ひとつひとつに立ち寄りながら、そこで明かされるマドリンの過去。・・・いつしか陽が傾き、レストランでワインを傾け、手を組んで街を歩くふたり。
シャルルの表情はまるで別人のようで、かつての優しさを取り戻し、ふたりの間にはまるで旧知の友人のような親密さが生まれているのです。
私たちが窮地に立たされて、何の助けもやって来ないような孤独感を感じるとき、それでもじつは助けはちゃんとやってきているものです。
私たちは自分が予期しているところにしか答えを探そうとしないので、せっかく与えられている答えをみすみす見逃してしまいがちなのです。

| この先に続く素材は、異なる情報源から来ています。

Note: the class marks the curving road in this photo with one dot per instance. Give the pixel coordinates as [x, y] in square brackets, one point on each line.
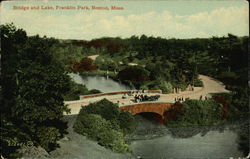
[210, 86]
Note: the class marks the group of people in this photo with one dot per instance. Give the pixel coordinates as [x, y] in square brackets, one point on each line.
[139, 96]
[180, 99]
[142, 98]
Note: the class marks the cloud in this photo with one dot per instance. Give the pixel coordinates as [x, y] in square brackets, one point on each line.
[95, 24]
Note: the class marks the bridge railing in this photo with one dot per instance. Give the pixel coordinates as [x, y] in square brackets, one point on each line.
[159, 101]
[121, 92]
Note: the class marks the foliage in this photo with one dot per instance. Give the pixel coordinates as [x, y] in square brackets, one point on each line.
[199, 113]
[104, 122]
[32, 90]
[237, 102]
[76, 90]
[85, 64]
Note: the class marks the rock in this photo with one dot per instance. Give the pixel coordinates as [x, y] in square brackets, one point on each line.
[65, 138]
[34, 152]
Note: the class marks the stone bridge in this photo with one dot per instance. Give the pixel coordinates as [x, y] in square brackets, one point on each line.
[149, 107]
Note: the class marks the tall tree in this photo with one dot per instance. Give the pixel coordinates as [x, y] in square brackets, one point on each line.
[33, 85]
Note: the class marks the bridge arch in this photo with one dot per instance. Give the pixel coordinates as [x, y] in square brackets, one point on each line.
[148, 107]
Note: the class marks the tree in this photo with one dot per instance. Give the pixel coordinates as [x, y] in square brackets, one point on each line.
[85, 64]
[104, 122]
[32, 90]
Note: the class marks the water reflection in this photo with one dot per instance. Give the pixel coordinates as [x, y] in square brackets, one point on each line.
[103, 84]
[152, 140]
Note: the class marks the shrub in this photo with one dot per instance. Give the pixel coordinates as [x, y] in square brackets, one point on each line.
[104, 122]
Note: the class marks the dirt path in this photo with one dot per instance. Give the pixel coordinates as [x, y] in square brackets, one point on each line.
[210, 86]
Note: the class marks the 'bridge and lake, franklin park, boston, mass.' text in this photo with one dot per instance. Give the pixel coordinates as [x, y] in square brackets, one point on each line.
[77, 7]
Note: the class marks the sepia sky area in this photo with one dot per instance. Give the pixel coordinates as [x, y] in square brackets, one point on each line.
[168, 19]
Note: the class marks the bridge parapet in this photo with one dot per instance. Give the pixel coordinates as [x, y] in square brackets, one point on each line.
[155, 107]
[121, 92]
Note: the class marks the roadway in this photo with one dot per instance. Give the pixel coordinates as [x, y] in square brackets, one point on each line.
[210, 86]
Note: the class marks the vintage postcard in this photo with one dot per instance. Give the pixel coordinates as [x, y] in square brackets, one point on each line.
[125, 79]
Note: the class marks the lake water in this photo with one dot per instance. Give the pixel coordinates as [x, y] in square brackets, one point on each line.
[103, 84]
[213, 144]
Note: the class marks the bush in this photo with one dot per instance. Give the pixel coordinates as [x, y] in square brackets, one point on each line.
[76, 90]
[104, 108]
[47, 137]
[126, 122]
[104, 122]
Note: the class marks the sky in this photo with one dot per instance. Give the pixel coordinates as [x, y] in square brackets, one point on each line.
[165, 18]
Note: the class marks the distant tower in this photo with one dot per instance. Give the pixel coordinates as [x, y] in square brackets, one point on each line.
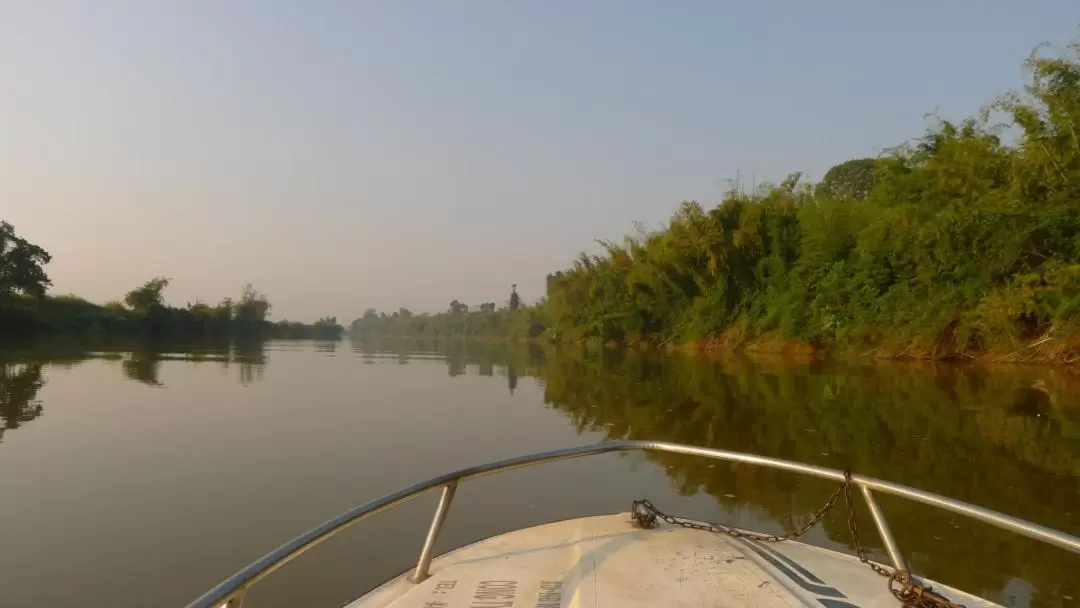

そして、「私は助けてもらえない」とボヤきます。
答えは自分が思うよりもずっと近く、すぐ目のまえにやってきています。
それは、そのとき自分の目のまえにいるその人です。
しかし、私たちは問題にばかりこころを奪われすぎているため、その答えさえも簡単にシャットアウトしてしまいがちなのです。
答えは人を通してやってくるのです。目のまえのその人こそが、そのときの自分のエンジェルです。
しかし、「こんなときに、この人の相手などしていられるか!」「自分のことだけで忙しいのに、迷惑だ!」と、そのエンジェルを押しやってしまい、せっかくの答えを受け取るチャンスを逃してしまいます。
シャルルも老女を送り届ける仕事に対して「そんな遠いところまで行けるか!」と一旦断ったものの、会社側から「まとまったお金になるわよ」と提案され思いなおしたのでした。
シャルルは自分に与えられた助け主に、最初からこころを開いていたわけではなかったのです。
しかし、マドリンの打ち上げ話にすっかりこころを奪われ、話に耳を傾けるうちにみるみるこころはほぐれ、彼らしさを取り戻してゆきます。
マドリンという老女を遠くまで送り届ける一日が、彼にとってはこころが愛にもどる奇跡の一日となるのです。
私たちにも、このような答えはいつもやってきています。
そのときそのときに、目のまえにいるその人にこころを開いて丁寧にかかわってみる。その人をジャッジするのではなく、無条件に受け入れて信頼してみる。
シャルルのように人生の答えや思わぬ贈りものは、すぐ目のまえで見つかるかもしれません。